The trial court refused to find the photograph was self-authenticating under §90.902, but allowed the plaintiff to introduce the photograph through her expert, who testified there was no substantial difference between the Google Maps photograph and a photograph taken of the same location on the date of plaintiff’s fall, even though the expert had not visited the subject location prior to the fall.

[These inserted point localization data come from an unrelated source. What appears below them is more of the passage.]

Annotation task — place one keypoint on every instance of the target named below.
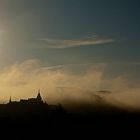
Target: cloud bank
(58, 43)
(59, 85)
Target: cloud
(58, 43)
(22, 80)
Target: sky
(87, 45)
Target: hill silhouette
(35, 116)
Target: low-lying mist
(60, 84)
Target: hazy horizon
(70, 50)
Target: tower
(39, 98)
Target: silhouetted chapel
(36, 100)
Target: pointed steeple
(39, 96)
(10, 100)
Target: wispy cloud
(60, 43)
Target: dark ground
(100, 123)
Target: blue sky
(75, 34)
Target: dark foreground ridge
(33, 118)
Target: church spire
(39, 98)
(10, 100)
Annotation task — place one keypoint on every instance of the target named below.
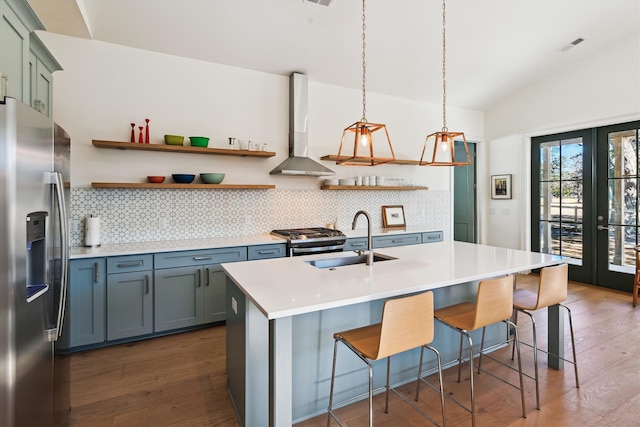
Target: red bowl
(155, 179)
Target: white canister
(92, 231)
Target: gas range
(305, 241)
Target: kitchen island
(282, 313)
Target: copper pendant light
(439, 146)
(363, 131)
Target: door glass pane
(549, 160)
(550, 237)
(549, 201)
(622, 198)
(561, 187)
(572, 240)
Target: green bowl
(212, 178)
(174, 139)
(199, 141)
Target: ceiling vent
(573, 44)
(325, 3)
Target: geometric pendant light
(363, 153)
(439, 146)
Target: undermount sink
(348, 260)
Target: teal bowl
(199, 141)
(212, 178)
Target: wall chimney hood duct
(298, 162)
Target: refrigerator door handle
(56, 180)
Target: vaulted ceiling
(494, 47)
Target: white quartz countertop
(215, 242)
(285, 287)
(172, 245)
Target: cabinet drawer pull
(96, 274)
(129, 264)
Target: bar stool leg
(573, 345)
(333, 378)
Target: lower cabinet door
(129, 304)
(178, 298)
(86, 305)
(214, 294)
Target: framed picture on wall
(393, 216)
(500, 186)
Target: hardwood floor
(180, 380)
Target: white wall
(105, 87)
(600, 90)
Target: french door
(585, 201)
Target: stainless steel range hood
(298, 162)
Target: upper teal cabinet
(41, 67)
(24, 59)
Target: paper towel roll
(92, 231)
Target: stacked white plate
(348, 181)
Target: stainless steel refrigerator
(34, 379)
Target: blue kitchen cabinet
(277, 250)
(24, 58)
(397, 240)
(41, 67)
(190, 287)
(14, 50)
(85, 322)
(129, 296)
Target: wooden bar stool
(552, 289)
(636, 279)
(407, 323)
(493, 304)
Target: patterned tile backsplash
(142, 215)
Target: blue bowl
(183, 178)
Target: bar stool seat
(636, 279)
(493, 304)
(407, 323)
(552, 289)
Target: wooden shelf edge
(377, 187)
(179, 149)
(333, 158)
(183, 186)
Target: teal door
(464, 196)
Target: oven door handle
(317, 249)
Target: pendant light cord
(364, 65)
(444, 68)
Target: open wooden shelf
(333, 158)
(183, 186)
(371, 187)
(179, 149)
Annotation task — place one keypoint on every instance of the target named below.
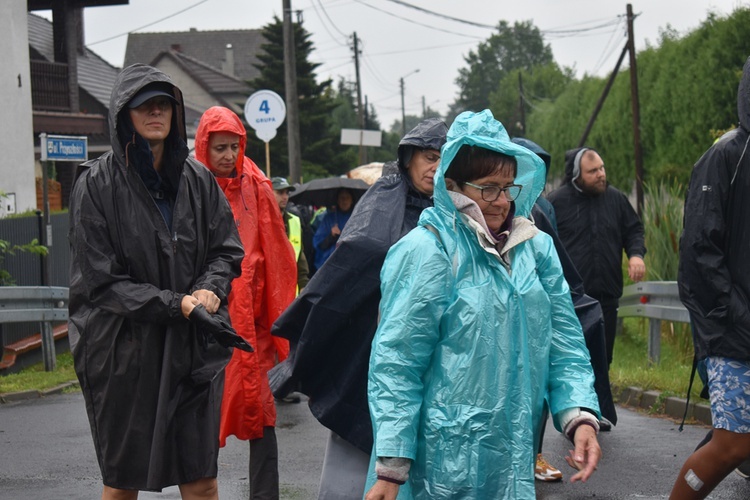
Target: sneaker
(543, 471)
(743, 470)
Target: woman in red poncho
(258, 296)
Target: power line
(555, 31)
(450, 18)
(608, 50)
(330, 20)
(334, 38)
(147, 25)
(417, 23)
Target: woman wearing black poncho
(331, 324)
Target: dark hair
(473, 162)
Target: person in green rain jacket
(477, 329)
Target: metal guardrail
(45, 304)
(657, 300)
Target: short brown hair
(473, 162)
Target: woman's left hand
(209, 300)
(382, 490)
(586, 456)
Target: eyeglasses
(162, 103)
(492, 193)
(430, 157)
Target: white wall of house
(16, 128)
(193, 94)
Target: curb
(650, 401)
(672, 407)
(11, 397)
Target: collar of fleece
(468, 207)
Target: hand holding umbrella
(217, 327)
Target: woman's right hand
(382, 490)
(188, 304)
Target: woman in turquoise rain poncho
(477, 328)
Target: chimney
(227, 66)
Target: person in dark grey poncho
(331, 324)
(152, 238)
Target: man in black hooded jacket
(596, 222)
(714, 284)
(152, 237)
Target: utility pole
(360, 111)
(403, 108)
(367, 113)
(636, 115)
(600, 102)
(292, 104)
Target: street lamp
(403, 109)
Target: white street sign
(265, 111)
(355, 137)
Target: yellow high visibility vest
(295, 234)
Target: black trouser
(264, 466)
(609, 311)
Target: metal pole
(292, 104)
(268, 161)
(635, 103)
(43, 231)
(403, 109)
(49, 356)
(360, 111)
(40, 228)
(521, 105)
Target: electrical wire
(147, 25)
(330, 20)
(361, 2)
(450, 18)
(325, 26)
(606, 52)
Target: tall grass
(662, 219)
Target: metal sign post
(265, 111)
(54, 148)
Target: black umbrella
(218, 328)
(324, 192)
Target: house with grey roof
(233, 52)
(64, 109)
(212, 68)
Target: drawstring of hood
(576, 173)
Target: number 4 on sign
(265, 117)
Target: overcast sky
(396, 39)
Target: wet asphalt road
(46, 452)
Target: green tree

No testimony was presented by anyone with personal knowledge of the sidewalk’s condition in November of 2007, and plaintiff did not introduce testimony from a Google Maps representative or anyone with control over or personal knowledge of the Google Maps system.

There are two ways to authenticate photographic evidence. First, is the “pictorial testimony” method, which requires a witness with personal knowledge to testify that the image fairly and accurately depicts a scene.

The second is the “silent witness” method, under which the photograph may be admitted upon proof of the reliability of the process which produced the tape or photo. A trial judge may admit a photo under the “silent witness” method after considering the following factors: (1) evidence establishing the time and date of the photographic evidence;

(2) any evidence of editing or tampering; (3) the operating condition and capability of the equipment producing the photographic evidence as it relates to the accuracy and liability of the photographic product; (4) the procedure employed as it relates to the preparation, testing, operation, and security of the equipment used to produce the photographic product, including the security of the product itself; (5) testimony identifying the relevant participants depicted in the photographic evidence.

Because the photograph was not properly authenticated, it should not have been admitted.

Notably, the court reversed and remanded with instructions that judgment be entered for the City because the plaintiff was “not entitled to the second bite of the apple.”